Zeus became afraid that Aesculapius would render all men immortal because of his healing power. Because of this fear, Zeus killed him with a thunderbolt. Mortals then built temples to honor Aesculapius. But soon, harmless serpents were found inside. These serpents initially appeared dead because they were rigid. However, when handled and dropped to the ground, they miraculously slithered away.
At that time the people believed the serpents were brought back to life by the healing powers of Aesculapius — ultimately the reason he became the symbol of healing.
Hygeia (pronounced Hi-jé-a), the daughter of Aesculapius, was the goddess of health. The word "hygiene" originates from Hygeia. She was responsible for maintaining the temples containing these serpents. Over time, she came to be depicted with a serpent around her arm and a bowl in her hand.

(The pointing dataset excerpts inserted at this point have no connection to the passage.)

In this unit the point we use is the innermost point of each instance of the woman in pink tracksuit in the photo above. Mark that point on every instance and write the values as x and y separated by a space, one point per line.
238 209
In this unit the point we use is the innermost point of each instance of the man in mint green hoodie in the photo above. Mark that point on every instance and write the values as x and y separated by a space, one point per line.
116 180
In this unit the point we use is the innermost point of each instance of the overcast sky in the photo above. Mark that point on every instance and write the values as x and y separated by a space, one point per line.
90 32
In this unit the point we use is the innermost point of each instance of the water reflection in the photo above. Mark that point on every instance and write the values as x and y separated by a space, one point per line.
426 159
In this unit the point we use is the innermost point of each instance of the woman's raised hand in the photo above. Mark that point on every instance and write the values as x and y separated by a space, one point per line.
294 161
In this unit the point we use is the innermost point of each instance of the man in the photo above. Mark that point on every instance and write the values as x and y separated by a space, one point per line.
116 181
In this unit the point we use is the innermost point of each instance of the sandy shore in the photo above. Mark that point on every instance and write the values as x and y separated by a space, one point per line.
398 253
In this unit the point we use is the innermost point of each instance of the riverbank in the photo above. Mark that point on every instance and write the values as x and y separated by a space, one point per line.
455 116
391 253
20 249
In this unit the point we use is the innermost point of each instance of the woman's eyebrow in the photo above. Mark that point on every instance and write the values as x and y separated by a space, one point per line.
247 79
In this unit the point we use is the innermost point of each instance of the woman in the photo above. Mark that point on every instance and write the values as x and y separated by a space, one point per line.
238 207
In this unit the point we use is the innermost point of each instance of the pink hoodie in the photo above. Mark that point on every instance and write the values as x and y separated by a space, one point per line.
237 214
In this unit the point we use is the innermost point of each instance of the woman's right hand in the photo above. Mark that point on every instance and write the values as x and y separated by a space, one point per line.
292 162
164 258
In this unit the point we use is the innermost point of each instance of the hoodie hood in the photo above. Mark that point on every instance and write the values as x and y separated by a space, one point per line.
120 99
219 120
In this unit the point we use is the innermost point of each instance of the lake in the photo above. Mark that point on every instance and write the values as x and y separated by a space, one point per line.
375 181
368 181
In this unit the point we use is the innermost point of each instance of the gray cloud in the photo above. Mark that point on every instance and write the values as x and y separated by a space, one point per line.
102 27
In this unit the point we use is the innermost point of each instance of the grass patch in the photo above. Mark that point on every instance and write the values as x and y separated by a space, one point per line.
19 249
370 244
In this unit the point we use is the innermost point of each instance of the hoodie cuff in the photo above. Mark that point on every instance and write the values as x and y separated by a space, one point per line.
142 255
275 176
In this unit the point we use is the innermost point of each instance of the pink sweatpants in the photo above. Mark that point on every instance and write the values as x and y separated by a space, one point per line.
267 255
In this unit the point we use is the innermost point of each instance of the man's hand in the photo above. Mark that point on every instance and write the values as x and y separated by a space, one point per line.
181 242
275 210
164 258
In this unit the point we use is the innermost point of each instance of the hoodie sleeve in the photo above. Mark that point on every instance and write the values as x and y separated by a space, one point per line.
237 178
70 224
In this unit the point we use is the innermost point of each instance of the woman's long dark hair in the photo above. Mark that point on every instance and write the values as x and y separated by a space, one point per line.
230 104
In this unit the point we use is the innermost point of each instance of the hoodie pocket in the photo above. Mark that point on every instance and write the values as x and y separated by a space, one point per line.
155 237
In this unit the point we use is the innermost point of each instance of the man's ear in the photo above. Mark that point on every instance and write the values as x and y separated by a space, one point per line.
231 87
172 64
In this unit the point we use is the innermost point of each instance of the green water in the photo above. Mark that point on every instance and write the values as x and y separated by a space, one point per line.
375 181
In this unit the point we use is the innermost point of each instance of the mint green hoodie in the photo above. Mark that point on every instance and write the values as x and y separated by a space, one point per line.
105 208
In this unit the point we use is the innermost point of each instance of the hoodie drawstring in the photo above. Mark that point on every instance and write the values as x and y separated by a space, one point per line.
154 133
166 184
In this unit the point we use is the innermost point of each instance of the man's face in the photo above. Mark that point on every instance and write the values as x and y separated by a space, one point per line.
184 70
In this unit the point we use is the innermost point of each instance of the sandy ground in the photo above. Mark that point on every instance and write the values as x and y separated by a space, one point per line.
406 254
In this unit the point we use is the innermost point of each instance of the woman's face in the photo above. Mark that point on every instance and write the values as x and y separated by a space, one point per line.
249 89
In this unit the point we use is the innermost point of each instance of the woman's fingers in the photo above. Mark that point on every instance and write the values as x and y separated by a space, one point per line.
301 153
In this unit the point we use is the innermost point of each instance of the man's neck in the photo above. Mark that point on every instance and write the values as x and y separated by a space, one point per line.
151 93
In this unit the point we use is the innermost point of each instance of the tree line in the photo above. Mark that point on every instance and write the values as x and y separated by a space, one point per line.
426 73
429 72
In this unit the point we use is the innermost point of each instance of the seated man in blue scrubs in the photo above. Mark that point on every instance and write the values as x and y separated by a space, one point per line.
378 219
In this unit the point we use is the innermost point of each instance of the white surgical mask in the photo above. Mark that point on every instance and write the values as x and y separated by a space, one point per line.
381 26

There are also several sources that indicate the symbol may have been used in Christianity. One legend links the Bowl of Hygeia to St. John the Apostle, dating back to the 1st century A.D. The Bowl of Hygeia also is believed to have been used as a symbol for the apothecaries of Italy in 1222, since they used this emblem during the celebration of the 700th anniversary of the founding of the University of Padua in 1922.*
The Bowl of Hygeia has been associated directly with the pharmacy profession since 1796. In that year, the symbol was used on a coin minted for the Parisian Society of Pharmacy. Since then, the bowl has come to represent a medicinal potion, while the serpent is associated with healing. This idea of "healing through medicine" is the reason the pharmacy profession has adopted the Bowl of Hygeia symbol. To further solidify its place in history, the American Pharmacists Association (APhA) adopted the Bowl of Hygeia as its symbol to represent the pharmacy profession in 1964.